- Genre: historical drama, soap opera
- Created by: Claude-Henri Grignon
- Written by: Claude-Henri Grignon
- Starring: Jean-Pierre Masson; Andrée Champagne; Yvon Leroux; Gabriel Gascon; Geneviève Bujold; Jean LeClerc; Yves Corbeil; Paul Dupuis; Juliette Béliveau; Élise Lavoie;
- Country of origin: Canada
- No. of episodes: 495

Original release
- Network: Radio-Canada
- Release: October 8, 1956 – June 1, 1970

= Les Belles Histoires des pays d'en haut =

Canadian television drama series

Les Belles Histoires des pays d'en haut (The Beautiful Stories of the Upper Countries) is a French-language Canadian television drama series, which aired on Radio-Canada from October 8, 1956, to June 1, 1970. One of the longest-running programs in the history of Canadian television, the series produced 495 episodes during its 14-year run and was one of the first influential téléromans.

Written by Claude-Henri Grignon as an adaptation of his 1933 novel Un Homme et son péché and initially set in the 1880s, the series starred Jean-Pierre Masson as Séraphin Poudrier, the wealthy but miserly mayor of the village of Sainte-Adèle, Quebec, and Andrée Champagne as Donalda Laloge-Poudrier, the young daughter of a village resident who is given in marriage to Séraphin as payment for a family debt even though she remains in love with her suitor Alexis Labranche (Gabriel Gascon). With a vast ensemble cast of extended family and other villagers, the series also delved much more deeply than the novel into the dramatic interactions of the larger community, depicting the early settlement of Quebec's Laurentides region and evolving from the novel's satirical portrait of Séraphin's moral values into a complex soap opera. Among others, the show's ensemble cast included Yvon Leroux, Geneviève Bujold, Jean LeClerc, Yves Corbeil, Paul Dupuis, Andrée Basilières, Guy L'Écuyer and Juliette Béliveau and Élise Lavoie.

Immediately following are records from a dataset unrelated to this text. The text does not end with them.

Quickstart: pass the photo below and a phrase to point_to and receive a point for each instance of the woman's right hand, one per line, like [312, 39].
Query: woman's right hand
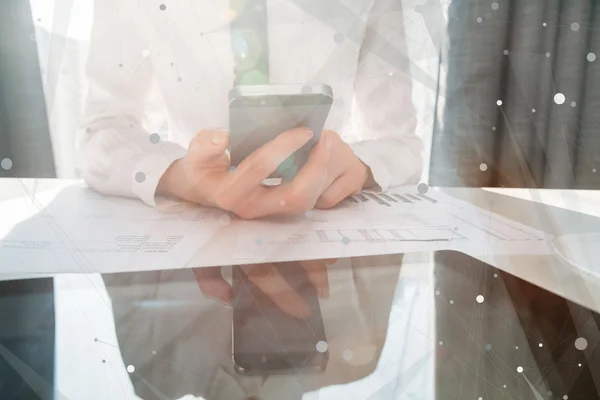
[203, 175]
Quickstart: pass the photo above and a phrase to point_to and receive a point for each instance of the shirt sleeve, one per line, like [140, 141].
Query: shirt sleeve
[120, 152]
[382, 110]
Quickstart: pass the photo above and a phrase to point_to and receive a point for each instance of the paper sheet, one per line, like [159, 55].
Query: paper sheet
[393, 222]
[77, 230]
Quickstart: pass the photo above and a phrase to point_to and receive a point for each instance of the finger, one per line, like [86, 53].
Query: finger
[346, 185]
[316, 271]
[208, 146]
[302, 193]
[315, 176]
[213, 285]
[260, 164]
[268, 280]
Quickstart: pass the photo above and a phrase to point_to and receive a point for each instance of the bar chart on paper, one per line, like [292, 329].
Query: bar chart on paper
[377, 223]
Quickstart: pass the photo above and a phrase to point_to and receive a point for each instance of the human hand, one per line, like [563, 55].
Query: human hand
[266, 278]
[332, 173]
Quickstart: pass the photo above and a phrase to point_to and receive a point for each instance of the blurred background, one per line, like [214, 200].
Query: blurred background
[514, 104]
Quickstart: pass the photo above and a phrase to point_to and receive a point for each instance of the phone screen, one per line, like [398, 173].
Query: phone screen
[256, 120]
[266, 339]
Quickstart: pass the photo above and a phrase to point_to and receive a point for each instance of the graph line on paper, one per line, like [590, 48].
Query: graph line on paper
[388, 235]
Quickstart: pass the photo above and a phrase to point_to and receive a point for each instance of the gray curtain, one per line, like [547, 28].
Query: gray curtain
[522, 53]
[24, 133]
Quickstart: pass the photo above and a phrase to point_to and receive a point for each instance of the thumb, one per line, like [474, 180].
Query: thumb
[209, 146]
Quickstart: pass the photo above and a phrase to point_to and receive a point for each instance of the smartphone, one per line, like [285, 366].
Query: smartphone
[268, 341]
[257, 114]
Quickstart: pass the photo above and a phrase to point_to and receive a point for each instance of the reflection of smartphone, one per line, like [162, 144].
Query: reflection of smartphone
[268, 341]
[257, 114]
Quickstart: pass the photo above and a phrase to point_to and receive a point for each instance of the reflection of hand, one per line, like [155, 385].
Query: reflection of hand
[332, 173]
[266, 277]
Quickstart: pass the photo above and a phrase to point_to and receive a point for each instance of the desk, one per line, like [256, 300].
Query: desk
[397, 327]
[557, 212]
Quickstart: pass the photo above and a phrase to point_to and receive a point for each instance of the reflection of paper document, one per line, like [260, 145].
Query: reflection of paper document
[77, 230]
[371, 223]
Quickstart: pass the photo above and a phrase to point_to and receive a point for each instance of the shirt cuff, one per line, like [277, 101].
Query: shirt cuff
[148, 172]
[381, 173]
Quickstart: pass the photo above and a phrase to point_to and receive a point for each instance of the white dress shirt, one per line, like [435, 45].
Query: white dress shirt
[153, 59]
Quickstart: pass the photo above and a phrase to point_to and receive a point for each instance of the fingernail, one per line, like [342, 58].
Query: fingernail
[219, 136]
[303, 134]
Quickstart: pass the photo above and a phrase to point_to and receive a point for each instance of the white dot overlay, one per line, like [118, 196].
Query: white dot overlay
[580, 344]
[322, 346]
[559, 98]
[6, 164]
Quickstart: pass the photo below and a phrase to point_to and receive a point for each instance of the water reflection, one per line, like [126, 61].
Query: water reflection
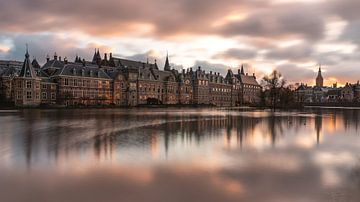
[226, 155]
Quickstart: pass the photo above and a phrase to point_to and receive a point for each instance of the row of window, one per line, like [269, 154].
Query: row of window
[29, 95]
[86, 83]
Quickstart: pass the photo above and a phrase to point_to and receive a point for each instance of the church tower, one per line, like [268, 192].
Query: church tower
[167, 64]
[319, 79]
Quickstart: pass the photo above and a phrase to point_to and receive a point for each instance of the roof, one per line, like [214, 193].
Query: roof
[79, 70]
[35, 64]
[10, 71]
[130, 63]
[56, 64]
[27, 70]
[246, 79]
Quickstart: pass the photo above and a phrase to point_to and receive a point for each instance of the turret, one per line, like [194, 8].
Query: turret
[27, 69]
[167, 64]
[319, 79]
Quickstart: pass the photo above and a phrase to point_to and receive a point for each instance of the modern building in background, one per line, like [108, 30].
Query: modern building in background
[120, 82]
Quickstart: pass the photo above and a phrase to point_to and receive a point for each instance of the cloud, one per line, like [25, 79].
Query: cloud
[238, 54]
[63, 46]
[299, 52]
[284, 21]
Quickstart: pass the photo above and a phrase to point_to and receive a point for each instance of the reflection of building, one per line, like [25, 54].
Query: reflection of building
[121, 82]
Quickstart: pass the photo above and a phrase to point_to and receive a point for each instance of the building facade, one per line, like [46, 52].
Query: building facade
[121, 82]
[323, 94]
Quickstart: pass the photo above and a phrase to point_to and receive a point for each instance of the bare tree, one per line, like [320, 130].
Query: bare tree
[273, 85]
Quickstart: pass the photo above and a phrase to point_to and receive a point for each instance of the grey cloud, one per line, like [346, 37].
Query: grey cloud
[64, 47]
[280, 22]
[298, 52]
[236, 53]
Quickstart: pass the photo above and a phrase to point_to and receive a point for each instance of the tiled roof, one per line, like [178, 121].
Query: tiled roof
[73, 69]
[246, 79]
[27, 70]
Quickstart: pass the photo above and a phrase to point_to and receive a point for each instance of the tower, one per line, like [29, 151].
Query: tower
[167, 64]
[242, 70]
[319, 79]
[27, 85]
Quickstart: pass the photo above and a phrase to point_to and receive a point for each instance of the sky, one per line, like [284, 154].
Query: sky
[292, 36]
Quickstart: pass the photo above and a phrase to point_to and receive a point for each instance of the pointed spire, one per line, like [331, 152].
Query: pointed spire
[27, 51]
[156, 65]
[94, 57]
[35, 63]
[319, 78]
[167, 64]
[27, 69]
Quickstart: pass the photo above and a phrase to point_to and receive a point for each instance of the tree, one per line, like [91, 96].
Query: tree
[273, 85]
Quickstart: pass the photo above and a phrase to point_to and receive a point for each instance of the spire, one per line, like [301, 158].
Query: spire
[27, 52]
[35, 64]
[167, 64]
[156, 67]
[27, 69]
[94, 57]
[319, 78]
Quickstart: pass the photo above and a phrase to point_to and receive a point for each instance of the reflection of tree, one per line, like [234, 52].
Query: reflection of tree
[275, 126]
[318, 125]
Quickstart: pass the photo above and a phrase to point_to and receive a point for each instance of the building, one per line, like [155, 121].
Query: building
[322, 94]
[121, 82]
[319, 79]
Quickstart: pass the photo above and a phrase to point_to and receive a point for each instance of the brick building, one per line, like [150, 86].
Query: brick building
[121, 82]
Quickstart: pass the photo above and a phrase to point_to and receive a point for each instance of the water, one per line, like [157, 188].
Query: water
[180, 155]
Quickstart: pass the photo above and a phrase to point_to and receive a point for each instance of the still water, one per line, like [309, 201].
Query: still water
[106, 155]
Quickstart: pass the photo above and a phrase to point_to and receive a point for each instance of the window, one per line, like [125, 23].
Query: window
[28, 95]
[28, 84]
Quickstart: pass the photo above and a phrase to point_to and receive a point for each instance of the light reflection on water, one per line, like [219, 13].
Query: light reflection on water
[180, 155]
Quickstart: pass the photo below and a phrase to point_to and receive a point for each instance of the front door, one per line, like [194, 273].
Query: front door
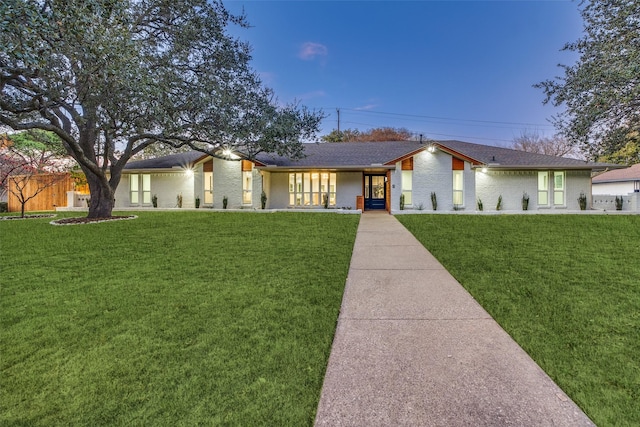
[374, 192]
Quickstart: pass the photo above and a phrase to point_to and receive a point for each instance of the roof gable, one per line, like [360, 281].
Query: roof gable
[177, 160]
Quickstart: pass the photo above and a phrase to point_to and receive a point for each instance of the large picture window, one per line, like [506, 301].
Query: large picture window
[543, 188]
[208, 188]
[407, 187]
[458, 189]
[247, 184]
[558, 188]
[551, 188]
[140, 189]
[312, 189]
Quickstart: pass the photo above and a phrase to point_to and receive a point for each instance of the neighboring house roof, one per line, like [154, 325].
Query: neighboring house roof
[178, 160]
[358, 155]
[508, 158]
[631, 173]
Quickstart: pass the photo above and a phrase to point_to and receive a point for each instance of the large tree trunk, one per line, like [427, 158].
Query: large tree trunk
[102, 196]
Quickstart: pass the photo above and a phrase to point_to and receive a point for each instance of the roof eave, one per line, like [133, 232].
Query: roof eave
[542, 166]
[276, 168]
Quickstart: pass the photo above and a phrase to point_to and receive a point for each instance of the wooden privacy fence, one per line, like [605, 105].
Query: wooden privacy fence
[55, 193]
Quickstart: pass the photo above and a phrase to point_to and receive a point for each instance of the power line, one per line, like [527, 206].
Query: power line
[474, 122]
[427, 133]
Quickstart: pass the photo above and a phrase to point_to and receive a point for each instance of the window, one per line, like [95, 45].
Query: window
[458, 188]
[551, 187]
[247, 181]
[312, 189]
[139, 184]
[407, 186]
[208, 188]
[134, 187]
[558, 188]
[543, 188]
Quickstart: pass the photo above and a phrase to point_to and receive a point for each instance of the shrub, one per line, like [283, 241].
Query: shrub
[582, 201]
[263, 199]
[619, 202]
[525, 201]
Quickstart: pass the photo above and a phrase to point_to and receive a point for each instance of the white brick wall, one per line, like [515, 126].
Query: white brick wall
[433, 172]
[166, 185]
[512, 184]
[227, 181]
[349, 186]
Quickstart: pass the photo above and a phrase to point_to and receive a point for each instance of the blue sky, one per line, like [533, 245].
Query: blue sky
[447, 69]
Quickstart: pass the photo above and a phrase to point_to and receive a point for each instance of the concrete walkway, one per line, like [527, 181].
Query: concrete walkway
[413, 348]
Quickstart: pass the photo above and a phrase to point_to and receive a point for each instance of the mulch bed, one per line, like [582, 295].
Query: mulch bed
[28, 216]
[85, 220]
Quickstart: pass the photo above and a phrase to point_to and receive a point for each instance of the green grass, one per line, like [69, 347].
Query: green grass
[175, 318]
[565, 287]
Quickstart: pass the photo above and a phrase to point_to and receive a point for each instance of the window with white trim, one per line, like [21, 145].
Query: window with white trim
[407, 186]
[559, 184]
[208, 188]
[139, 189]
[458, 188]
[543, 188]
[247, 184]
[312, 189]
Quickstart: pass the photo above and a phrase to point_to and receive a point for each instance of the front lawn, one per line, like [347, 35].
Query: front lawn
[174, 318]
[565, 287]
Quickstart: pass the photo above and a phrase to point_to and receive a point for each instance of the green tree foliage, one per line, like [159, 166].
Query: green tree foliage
[601, 92]
[112, 78]
[556, 145]
[372, 135]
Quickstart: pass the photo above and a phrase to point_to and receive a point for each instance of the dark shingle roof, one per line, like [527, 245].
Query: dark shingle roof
[631, 173]
[359, 155]
[167, 162]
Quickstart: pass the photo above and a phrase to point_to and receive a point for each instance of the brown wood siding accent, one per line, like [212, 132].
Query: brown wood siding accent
[406, 156]
[457, 164]
[407, 164]
[48, 199]
[387, 201]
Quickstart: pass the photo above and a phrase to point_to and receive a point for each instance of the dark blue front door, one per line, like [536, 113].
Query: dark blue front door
[374, 192]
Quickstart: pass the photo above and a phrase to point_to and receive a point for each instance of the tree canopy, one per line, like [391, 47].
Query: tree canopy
[371, 135]
[556, 145]
[112, 78]
[601, 92]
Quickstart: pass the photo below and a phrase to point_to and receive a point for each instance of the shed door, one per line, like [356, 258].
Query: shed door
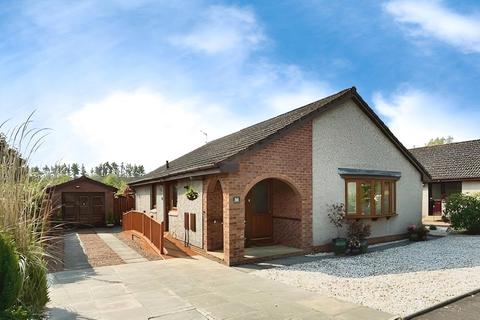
[84, 208]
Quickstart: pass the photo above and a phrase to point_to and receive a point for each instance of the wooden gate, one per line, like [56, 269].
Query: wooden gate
[151, 230]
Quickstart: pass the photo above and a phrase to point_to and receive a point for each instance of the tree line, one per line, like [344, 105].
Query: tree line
[74, 170]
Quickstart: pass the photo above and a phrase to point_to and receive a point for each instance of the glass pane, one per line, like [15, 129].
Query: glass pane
[352, 197]
[259, 198]
[365, 189]
[386, 197]
[378, 198]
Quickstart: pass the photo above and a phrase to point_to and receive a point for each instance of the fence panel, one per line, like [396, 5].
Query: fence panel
[150, 229]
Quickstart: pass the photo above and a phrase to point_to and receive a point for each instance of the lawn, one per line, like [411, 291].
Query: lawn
[398, 280]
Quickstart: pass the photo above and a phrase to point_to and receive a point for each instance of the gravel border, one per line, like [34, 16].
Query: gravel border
[399, 280]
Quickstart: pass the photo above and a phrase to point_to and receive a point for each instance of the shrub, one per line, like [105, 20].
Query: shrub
[24, 216]
[336, 215]
[10, 273]
[358, 230]
[34, 294]
[463, 210]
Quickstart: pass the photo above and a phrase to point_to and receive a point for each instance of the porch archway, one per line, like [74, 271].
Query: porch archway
[273, 213]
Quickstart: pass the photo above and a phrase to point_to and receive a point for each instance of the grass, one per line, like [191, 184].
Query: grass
[25, 211]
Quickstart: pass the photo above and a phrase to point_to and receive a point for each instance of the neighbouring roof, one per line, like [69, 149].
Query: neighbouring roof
[452, 161]
[80, 180]
[216, 152]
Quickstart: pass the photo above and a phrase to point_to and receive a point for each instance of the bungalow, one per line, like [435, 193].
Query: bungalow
[272, 183]
[454, 167]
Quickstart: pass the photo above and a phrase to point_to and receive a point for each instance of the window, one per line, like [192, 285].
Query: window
[172, 203]
[370, 197]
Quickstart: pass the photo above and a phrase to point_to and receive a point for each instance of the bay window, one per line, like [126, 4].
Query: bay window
[370, 197]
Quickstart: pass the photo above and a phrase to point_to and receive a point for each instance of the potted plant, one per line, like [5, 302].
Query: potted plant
[422, 232]
[191, 193]
[110, 221]
[417, 233]
[357, 233]
[412, 232]
[336, 214]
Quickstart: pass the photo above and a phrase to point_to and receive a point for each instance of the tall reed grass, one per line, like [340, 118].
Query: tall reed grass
[24, 211]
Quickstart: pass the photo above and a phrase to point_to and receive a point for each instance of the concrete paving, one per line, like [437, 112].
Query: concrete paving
[188, 288]
[74, 256]
[126, 253]
[466, 309]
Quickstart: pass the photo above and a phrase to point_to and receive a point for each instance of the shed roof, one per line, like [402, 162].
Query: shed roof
[82, 179]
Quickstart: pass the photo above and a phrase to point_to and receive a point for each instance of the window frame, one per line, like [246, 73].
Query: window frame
[358, 180]
[171, 207]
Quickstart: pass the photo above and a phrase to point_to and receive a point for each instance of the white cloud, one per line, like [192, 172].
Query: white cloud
[146, 127]
[415, 117]
[431, 18]
[222, 29]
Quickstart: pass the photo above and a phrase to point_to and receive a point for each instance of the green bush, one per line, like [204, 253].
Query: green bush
[34, 293]
[463, 210]
[10, 273]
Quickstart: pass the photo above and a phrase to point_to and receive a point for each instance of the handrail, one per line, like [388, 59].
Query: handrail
[150, 229]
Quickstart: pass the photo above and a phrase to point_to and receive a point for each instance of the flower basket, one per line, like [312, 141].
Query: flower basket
[191, 193]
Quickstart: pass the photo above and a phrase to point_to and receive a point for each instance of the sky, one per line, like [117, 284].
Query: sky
[140, 80]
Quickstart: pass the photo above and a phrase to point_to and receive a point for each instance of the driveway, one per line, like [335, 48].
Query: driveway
[188, 288]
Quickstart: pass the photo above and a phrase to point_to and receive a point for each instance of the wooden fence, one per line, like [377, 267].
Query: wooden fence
[147, 227]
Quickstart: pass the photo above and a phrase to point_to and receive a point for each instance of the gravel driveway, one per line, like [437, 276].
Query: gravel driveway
[399, 280]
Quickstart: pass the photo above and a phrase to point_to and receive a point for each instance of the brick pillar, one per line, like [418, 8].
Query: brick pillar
[234, 229]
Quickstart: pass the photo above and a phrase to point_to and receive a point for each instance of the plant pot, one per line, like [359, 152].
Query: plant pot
[339, 246]
[363, 246]
[413, 237]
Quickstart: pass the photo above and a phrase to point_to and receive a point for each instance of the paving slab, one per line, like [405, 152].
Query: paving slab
[188, 289]
[74, 255]
[126, 253]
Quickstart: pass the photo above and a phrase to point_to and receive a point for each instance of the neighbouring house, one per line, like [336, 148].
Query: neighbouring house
[454, 168]
[82, 201]
[268, 186]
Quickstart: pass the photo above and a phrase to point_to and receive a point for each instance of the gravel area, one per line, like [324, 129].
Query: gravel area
[399, 280]
[98, 252]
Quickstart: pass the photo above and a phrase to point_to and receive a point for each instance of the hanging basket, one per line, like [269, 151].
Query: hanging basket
[191, 193]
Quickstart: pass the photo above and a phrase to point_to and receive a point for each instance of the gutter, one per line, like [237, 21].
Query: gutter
[177, 176]
[441, 304]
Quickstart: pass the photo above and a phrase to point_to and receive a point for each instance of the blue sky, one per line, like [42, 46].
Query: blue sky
[136, 80]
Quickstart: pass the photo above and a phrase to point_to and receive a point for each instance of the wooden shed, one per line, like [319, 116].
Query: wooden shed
[82, 201]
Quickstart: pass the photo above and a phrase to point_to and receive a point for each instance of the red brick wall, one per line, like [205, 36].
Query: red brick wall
[288, 157]
[214, 217]
[287, 223]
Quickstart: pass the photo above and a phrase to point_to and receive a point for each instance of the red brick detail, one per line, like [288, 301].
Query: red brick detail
[214, 218]
[288, 158]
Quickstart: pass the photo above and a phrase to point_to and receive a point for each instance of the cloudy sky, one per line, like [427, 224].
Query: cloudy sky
[138, 80]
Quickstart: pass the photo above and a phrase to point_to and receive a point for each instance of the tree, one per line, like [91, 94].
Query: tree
[439, 141]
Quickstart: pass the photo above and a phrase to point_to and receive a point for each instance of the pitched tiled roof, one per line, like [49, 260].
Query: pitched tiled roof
[459, 160]
[210, 155]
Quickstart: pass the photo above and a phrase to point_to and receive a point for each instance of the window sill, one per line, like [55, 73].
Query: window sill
[370, 217]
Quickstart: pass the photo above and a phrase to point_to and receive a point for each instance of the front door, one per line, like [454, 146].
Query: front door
[258, 213]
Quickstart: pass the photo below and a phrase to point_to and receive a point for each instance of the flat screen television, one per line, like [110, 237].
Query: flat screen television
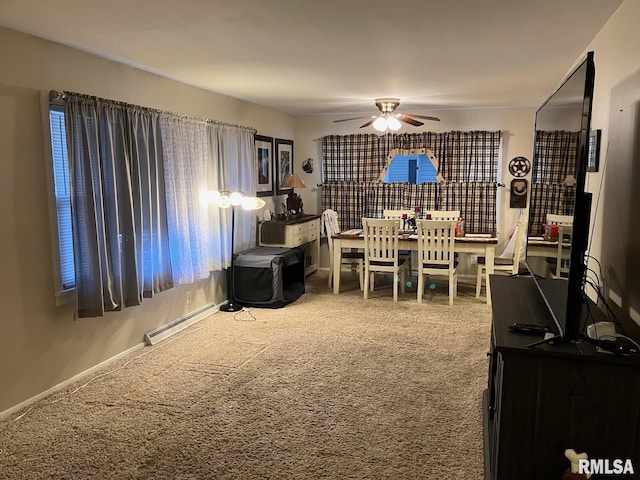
[559, 168]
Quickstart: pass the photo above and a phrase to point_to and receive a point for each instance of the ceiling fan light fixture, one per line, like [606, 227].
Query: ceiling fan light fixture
[380, 124]
[393, 123]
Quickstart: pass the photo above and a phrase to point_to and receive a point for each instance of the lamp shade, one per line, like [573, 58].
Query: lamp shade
[292, 181]
[226, 199]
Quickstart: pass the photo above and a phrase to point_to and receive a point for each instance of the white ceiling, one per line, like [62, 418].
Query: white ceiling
[334, 57]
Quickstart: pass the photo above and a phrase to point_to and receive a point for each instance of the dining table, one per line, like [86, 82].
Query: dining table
[480, 244]
[540, 247]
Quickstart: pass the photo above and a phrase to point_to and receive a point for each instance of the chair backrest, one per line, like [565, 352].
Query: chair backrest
[559, 219]
[397, 213]
[564, 238]
[330, 225]
[450, 215]
[381, 241]
[436, 240]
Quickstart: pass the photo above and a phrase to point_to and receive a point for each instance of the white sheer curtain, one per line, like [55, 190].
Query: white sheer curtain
[187, 165]
[201, 156]
[117, 193]
[233, 154]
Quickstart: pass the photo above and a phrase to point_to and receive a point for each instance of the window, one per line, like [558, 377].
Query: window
[411, 168]
[62, 194]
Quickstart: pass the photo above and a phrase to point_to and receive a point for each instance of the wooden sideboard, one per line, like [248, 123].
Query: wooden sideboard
[543, 400]
[302, 231]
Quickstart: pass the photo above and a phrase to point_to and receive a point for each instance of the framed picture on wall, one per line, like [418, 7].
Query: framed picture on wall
[284, 163]
[264, 164]
[593, 157]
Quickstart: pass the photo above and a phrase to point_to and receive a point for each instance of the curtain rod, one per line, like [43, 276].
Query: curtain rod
[56, 95]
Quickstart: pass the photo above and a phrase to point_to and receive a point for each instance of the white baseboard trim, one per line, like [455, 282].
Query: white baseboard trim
[164, 331]
[156, 335]
[69, 381]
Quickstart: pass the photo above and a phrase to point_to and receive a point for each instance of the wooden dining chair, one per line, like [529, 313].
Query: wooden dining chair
[559, 265]
[507, 266]
[354, 259]
[381, 253]
[436, 239]
[560, 219]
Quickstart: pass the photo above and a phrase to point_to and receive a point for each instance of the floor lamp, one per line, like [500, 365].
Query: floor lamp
[227, 199]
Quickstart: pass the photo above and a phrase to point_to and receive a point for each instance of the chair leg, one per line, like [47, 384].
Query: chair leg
[452, 287]
[366, 283]
[479, 276]
[395, 286]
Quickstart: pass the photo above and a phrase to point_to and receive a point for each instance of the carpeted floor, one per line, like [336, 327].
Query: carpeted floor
[331, 386]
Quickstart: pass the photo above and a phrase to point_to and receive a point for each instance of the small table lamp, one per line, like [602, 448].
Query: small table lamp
[294, 202]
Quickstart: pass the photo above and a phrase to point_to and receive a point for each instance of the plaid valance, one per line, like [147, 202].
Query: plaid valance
[462, 156]
[354, 200]
[555, 154]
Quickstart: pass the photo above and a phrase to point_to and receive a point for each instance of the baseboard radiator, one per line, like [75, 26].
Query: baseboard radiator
[156, 335]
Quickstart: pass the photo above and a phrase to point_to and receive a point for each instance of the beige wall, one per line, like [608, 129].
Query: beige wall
[617, 61]
[40, 344]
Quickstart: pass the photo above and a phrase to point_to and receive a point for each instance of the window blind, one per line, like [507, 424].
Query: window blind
[63, 196]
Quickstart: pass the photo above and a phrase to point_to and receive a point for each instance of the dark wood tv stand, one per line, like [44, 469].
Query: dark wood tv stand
[543, 400]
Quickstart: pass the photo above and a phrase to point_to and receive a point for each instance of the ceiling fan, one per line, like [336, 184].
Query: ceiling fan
[387, 119]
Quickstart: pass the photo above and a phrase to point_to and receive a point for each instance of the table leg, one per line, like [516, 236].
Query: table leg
[337, 261]
[489, 261]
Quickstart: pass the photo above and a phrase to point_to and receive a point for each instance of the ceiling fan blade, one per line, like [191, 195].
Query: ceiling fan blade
[348, 119]
[426, 117]
[409, 120]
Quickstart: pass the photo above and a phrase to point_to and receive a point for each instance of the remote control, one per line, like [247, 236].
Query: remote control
[529, 328]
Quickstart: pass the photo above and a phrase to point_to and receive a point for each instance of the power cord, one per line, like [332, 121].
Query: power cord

Several real historical figures, including Antoine Labelle, Honoré Mercier and Arthur Buies (fr), are depicted in the series.

The series ended production of new episodes in 1970, although it continued to air in daytime repeats on both Radio-Canada and Télé-Québec for many years. Many episodes are currently available on Radio-Canada's video on demand website TOU.TV.

In 2016, Radio-Canada launched a new modernist remake of the series, Les Pays d'en haut.